Background: The identification and characterization of tumor suppressor genes has enhanced our understanding of the biology of cancer and enabled the development of new diagnostic and therapeutic modalities. Whereas in past decades, a handful of tumor suppressors have been slowly identified using techniques such as linkage analysis, large-scale sequencing of the cancer genome has enabled the rapid identification of a large number of genes that are mutated in cancer. However, determining which of these many genes play key roles in cancer development has proven challenging. Specifically, recent sequencing of human breast and colon cancers has revealed a large number of somatic gene mutations, but virtually all are heterozygous, occur at low frequency, and are tumor-type specific. We hypothesize that key tumor suppressor genes in cancer may be subject to mutation or hypermethylation.
Methods and findings: Here, we show that combined genetic and epigenetic analysis of these genes reveals many with a higher putative tumor suppressor status than would otherwise be appreciated. At least 36 of the 189 genes newly recognized to be mutated are targets of promoter CpG island hypermethylation, often in both colon and breast cancer cell lines. Analyses of primary tumors show that 18 of these genes are hypermethylated strictly in primary cancers and often with an incidence that is much higher than for the mutations and which is not restricted to a single tumor-type. In the identical breast cancer cell lines in which the mutations were identified, hypermethylation is usually, but not always, mutually exclusive from genetic changes for a given tumor, and there is a high incidence of concomitant loss of expression. Sixteen out of 18 (89%) of these genes map to loci deleted in human cancers. Lastly, and most importantly, the reduced expression of a subset of these genes strongly correlates with poor clinical outcome.

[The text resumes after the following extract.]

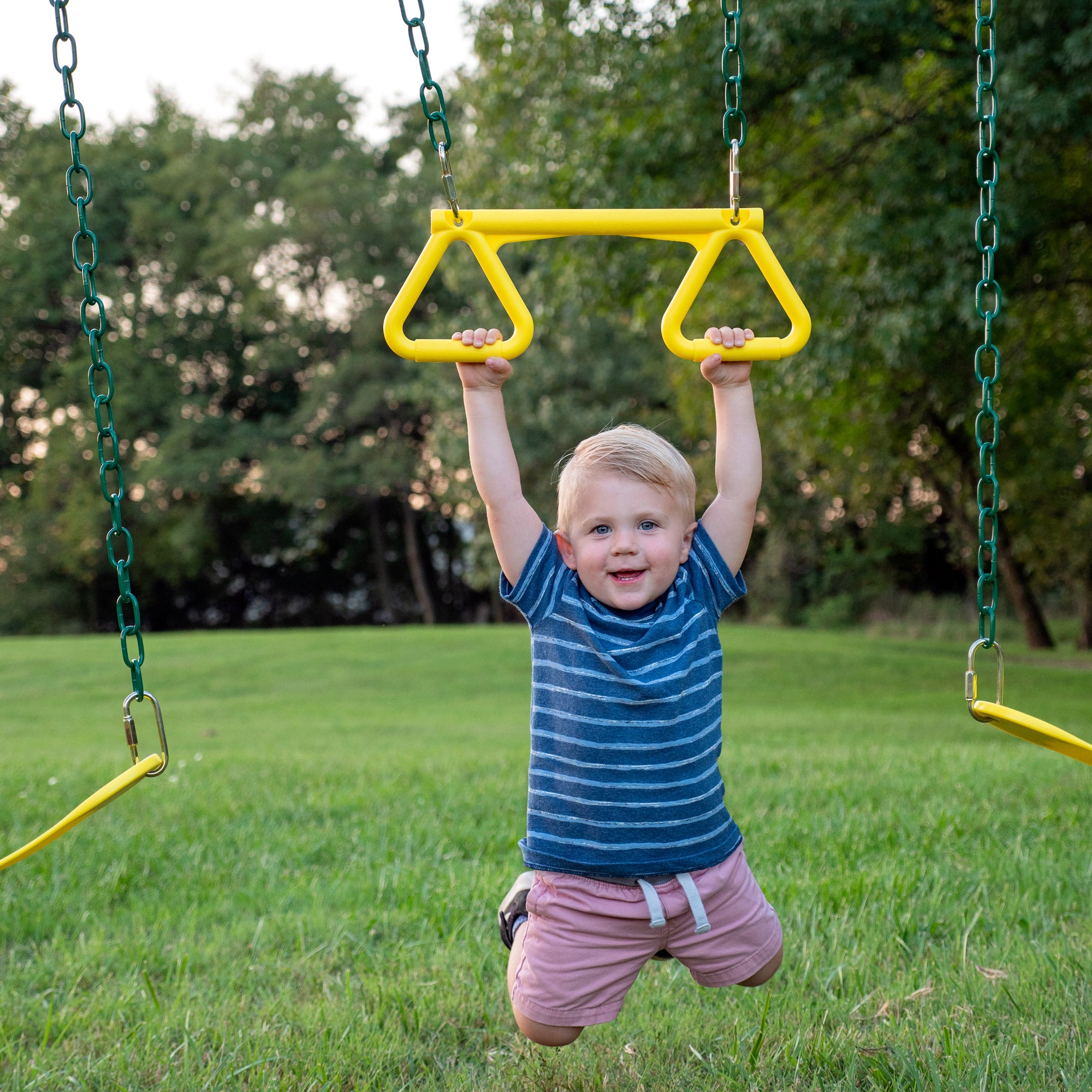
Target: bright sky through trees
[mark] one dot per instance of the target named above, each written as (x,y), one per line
(204,52)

Conclusions: Using an unbiased genome-wide approach, our analysis has enabled the discovery of a number of clinically significant genes targeted by multiple modes of inactivation in breast and colon cancer. Importantly, we demonstrate that a subset of these genes predict strongly for poor clinical outcome. Our data define a set of genes that are targeted by both genetic and epigenetic events, predict for clinical prognosis, and are likely fundamentally important for cancer initiation or progression.